"People think that if you buy secondhand clothes, you have to look shabby,” says Priyanka Lahiri, a Temple film student and employee of Chestnut Street consignment boutique Second Time Around. “It’s just not true—you can make outfits that look expensive based on how you put things together.”
Though global fast-fashion brands like H&M, Forever 21 and Urban Outfitters pump out trendy apparel at bargain-basement prices, low-quality has costs beyond the sticker price—supporting unsustainable production that exploits cheap labor, reliance on ’round-the-world shipping and the use of petroleum-based fibers, for starters. But to be both an ethical and stylish consumer is not a mutually exclusive proposition when you shop secondhand.
Sourced everywhere from streetside flea markets and thrift warehouses to upscale consignment and vintage boutiques, pre-worn clothing, shoes and accessories abound to freshen up your look for a new season—without all the attendant baggage.
Five local style stars—a milliner/taxidermist, a PR pro, a designer, a wheel builder and a film student—show off their secondhand finds in these pages, and share tips for creating lasting looks out of cast-offs.
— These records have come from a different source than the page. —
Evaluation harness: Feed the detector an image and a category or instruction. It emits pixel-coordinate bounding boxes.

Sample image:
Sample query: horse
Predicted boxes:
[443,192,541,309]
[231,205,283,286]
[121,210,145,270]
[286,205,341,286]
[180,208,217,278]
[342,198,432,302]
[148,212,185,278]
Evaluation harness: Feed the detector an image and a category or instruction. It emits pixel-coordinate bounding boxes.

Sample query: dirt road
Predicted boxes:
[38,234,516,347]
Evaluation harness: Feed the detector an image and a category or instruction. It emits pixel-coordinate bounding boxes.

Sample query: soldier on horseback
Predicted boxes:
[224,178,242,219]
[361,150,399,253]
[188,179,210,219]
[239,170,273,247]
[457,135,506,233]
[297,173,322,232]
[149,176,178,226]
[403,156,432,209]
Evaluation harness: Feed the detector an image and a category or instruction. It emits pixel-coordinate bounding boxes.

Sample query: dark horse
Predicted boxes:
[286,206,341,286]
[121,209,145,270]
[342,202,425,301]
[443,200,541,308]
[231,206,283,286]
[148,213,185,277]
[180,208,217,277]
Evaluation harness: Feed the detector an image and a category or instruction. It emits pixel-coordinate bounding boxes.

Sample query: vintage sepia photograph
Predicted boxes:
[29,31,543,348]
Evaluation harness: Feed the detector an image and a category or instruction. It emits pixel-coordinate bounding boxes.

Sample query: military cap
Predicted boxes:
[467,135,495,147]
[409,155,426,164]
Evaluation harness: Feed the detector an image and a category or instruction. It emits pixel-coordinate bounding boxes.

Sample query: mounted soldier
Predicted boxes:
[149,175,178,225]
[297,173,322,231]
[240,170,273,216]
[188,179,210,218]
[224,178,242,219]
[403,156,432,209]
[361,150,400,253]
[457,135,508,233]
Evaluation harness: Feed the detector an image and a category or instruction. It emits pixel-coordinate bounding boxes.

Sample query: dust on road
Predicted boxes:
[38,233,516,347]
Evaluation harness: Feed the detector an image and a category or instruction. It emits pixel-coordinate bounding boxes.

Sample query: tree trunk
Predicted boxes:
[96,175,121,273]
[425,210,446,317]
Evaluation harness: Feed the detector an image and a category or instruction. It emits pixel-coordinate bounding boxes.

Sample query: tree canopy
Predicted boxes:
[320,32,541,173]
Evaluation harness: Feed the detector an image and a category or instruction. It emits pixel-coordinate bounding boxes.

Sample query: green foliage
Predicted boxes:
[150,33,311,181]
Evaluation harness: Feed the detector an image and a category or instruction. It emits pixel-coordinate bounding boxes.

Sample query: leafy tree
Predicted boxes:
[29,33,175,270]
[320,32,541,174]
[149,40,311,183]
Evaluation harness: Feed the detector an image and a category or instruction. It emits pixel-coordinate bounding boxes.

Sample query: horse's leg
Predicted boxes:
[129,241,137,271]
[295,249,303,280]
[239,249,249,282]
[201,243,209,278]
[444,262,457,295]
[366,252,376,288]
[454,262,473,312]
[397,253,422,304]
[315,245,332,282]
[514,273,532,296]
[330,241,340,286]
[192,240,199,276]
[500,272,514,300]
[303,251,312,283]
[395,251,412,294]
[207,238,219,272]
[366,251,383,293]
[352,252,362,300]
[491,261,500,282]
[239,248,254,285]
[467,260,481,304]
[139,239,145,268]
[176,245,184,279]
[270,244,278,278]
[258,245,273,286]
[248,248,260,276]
The key to fruitful shopping on the used market is to remember that thrifting is as much sport as shopping—you must dig for buried treasure—and if something looks frumpy, don’t be afraid to whip out the scissors.
Temple film student and Second Time Around employee
Hat ($25), shirt ($15), St. John bowtie pin ($25), belt ($20) and shoes ($17): Second Time Around
Shorts: Red, White & Blue (Voorhees, N.J.)
Tips on Consignment Shopping and Selling:
Don’t get overwhelmed by the prices in good consignment stores. You can get high-end labels for so much less [than retail]. For the most success consigning your stuff, make sure the clothes are in good condition and within the style of the past two years.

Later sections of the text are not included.